The U.S. military prison camp at Guantanamo Bay, Cuba, has held hundreds of detainees without charging them with a crime. The White House conceived of Guantanamo as an extralegal zone for hardened terrorists whom it unilaterally declared were exempt from the Geneva Conventions. There, terrorists would have no recourse to the American legal system, lawyers at the Department of Justice argued; instead, they could be imprisoned for as long as the government saw fit. In June 2004, the Supreme Court struck down the administration’s plan and declared that the foreign nationals held at Guantanamo had the right to petition for their release in U.S. courts. Once forced to confront the legal status of its prisoners, the Department of Defense (DOD) began releasing or transferring many of the inmates. By October 2004, the United States had released 202 detainees from the prison camp and between late 2004 and March 2005 the remaining 558 detainees passed through “Combatant Status Review Tribunals,” which determined that 520 of these prisoners were "enemy combatants." By 2008, however, after further review of cases and intervention by U.S. courts, the number of prisoners held at Guantanamo dropped to approximately 255, according to the Pentagon. Another 60 or so have been cleared for release but can not be repatriated because their home country refused to accept them or due to other diplomatic complications. Lawyers for Guantanamo detainees have struggled to obtain documents from the U.S. military believed to contain evidence against their clients, and in some cases, the United States has had to drop prosecutions of Guantanamo inmates because much of their case was built on evidence obtained through interrogation methods widely considered to be torture.

Broken Government

Abu Ghraib prison scandal

By The Center for Public Integrity

Few incidents have done more damage to America’s image in the world than the Abu Ghraib prisoner abuse scandal.

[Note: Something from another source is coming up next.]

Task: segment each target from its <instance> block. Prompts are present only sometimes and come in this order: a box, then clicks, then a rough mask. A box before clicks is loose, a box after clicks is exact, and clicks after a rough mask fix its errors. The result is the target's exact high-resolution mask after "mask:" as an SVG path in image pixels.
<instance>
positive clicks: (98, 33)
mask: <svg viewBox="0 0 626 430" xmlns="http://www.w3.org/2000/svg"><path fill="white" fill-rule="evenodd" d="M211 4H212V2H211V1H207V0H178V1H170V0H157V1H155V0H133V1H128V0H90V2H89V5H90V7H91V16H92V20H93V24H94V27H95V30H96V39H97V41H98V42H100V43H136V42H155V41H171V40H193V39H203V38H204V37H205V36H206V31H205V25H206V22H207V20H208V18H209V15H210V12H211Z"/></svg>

In late April 2004, Americans got their first glimpse of the haunting photographs of Iraqi prisoners at the Abu Ghraib prison west of Baghdad: scenes of naked, humiliated prisoners piled on top of one another, some forced to assume sexual positions, all while American soldiers posed nearby, smiling at the camera. The photos provoked an instant outcry around the world. In addressing the scandal, President Bush insisted that it was the fault of a few dishonorable soldiers, not a systematic problem with how the U.S. was managing the war in Iraq — but investigations suggest that the blame likely rises higher up the military’s chain of command. Some senior officials, such as General Janis Karpinski, who was in charge of military prisons in Iraq, were reprimanded and suspended. But the blame mainly fell on low-level soldiers, who were convicted and sent to prison for participating in sexual abuse, beatings, and other brutal acts. Then-Secretary of Defense Donald Rumsfeld said news of the abuse “stunned him.” But a military report by Major General Antonio Taguba found that the prison was overcrowded, undermanned, and short of resources, making accountability for prisoner treatment rare. Taguba also noted in 2004 that the Central Intelligence Agency had serious concerns about the kinds of interrogation techniques military forces used on detainees. But Taguba wasn’t permitted to delve much deeper; an article in The New Yorker in 2007 reported that military investigators were not allowed to look into the role of Rumsfeld and other Department of Defense officials. What is known is that the Pentagon found out about the existence of the photos in January 2004 and Taguba filed his report in March. President Bush knew about the abuses at Abu Ghraib at least by March, but he did not address the issue until the media publicized it in late April.